Re: BUG: Slowdown on 3000 socket-machines tracked down

From: Christian Schmid
Date: Tue Mar 08 2005 - 11:42:56 EST

Initial test setup: two machines, running connections between them.
Mostly asymetric (about 50Mbps in one direction,
GigE in the other). Each connection is trying some random rate between 128kbps
and 3Mbps in one direction, and 1kbps in the other direction.

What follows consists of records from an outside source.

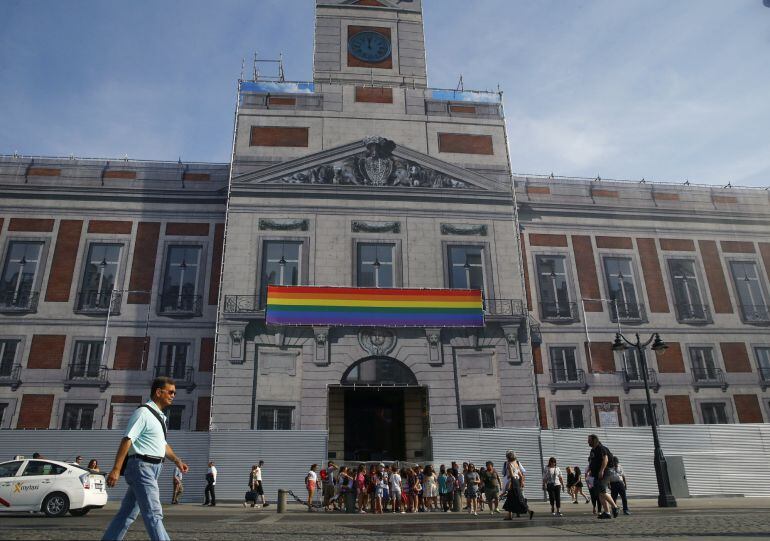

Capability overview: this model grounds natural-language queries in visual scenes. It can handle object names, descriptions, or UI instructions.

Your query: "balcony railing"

[64,363,110,392]
[154,364,195,393]
[741,304,770,325]
[540,302,578,323]
[223,295,265,314]
[77,289,123,315]
[0,364,21,391]
[759,366,770,391]
[608,302,647,323]
[675,304,711,323]
[0,291,39,312]
[158,293,203,317]
[621,369,660,392]
[551,368,588,393]
[692,367,727,391]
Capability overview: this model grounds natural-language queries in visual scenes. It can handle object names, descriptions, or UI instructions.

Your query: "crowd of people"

[296,434,630,520]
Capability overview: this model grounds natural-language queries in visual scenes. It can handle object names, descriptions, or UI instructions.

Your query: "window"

[700,402,729,425]
[536,256,575,319]
[730,261,770,322]
[0,241,43,309]
[604,257,642,320]
[754,346,770,381]
[257,406,294,430]
[463,405,495,428]
[449,246,486,295]
[623,349,643,381]
[61,404,96,430]
[556,406,585,428]
[0,460,22,478]
[78,243,122,310]
[160,245,201,313]
[668,259,708,321]
[550,347,580,383]
[164,405,184,430]
[630,404,660,426]
[69,341,102,379]
[356,244,394,287]
[690,347,719,381]
[21,460,67,477]
[155,342,190,380]
[0,340,19,378]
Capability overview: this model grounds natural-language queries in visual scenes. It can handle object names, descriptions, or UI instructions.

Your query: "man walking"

[102,377,187,541]
[586,434,618,519]
[203,460,217,507]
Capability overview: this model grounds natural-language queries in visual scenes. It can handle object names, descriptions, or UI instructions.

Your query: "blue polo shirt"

[124,400,166,458]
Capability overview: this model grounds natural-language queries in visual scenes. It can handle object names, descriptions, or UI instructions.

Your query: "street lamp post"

[612,332,676,507]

Sending machine is dual 3.0Ghz xeons, 1MB cache, HT, and emt64 (running 32-bit
kernel & user space though). 1GB of RAM

Receiving machine is dual 2.8Ghz xeons, 512 MB cache, HT, 32-bit. 2GB of RAM
(but only 850Mbps of low memory of course...saw the thing OOM kill me with 1GB of
free high memory :( )

Zero latency:

2000 TCP connections: When I first start, I see errors indicating I'm out of low
memory..but it quickly recovers. Probably because my program takes a small
bit of time before it starts reading the sockets.
986Mbps of ethernet traffic (counting all ethernet headers)

3000 TCP connections: Same memory issue
986Mbps of ethernet traffic, about 82kpps

4000 TCP connections: Had to drop max_backlog to 5000 from 10000 to keep
the machine from going OOM and killing my traffic generator (on
the receiving side).
986Mbps of ethernet traffic

I will work on some numbers with latency tomorrow (had to stop and
re-write some of my code to better handle managing the 8000 endpoints
that 4000 connections requires!)

I think we can assume that the problem is either related to latency,
or sendfile, since 4000 connections with no latency rocks along just

Hmmmm.... can you try to following just to exclude some theories:

Run it with 4000 sockets and then do the following on the server-machine:

dd if=/dev/zero of=file1 bs=1M count=1024
dd if=/dev/zero of=file2 bs=1M count=1024
dd if=/dev/zero of=file3 bs=1M count=1024
cat file1 > /dev/zero & cat file2 > /dev/zero & cat file3 > /dev/zero &

I THINK it might have something to do with caching-pressure or so. See if there is a slow-down on the sending if the page-cache gets full and has to be cleared again.

You are running 2.6.11?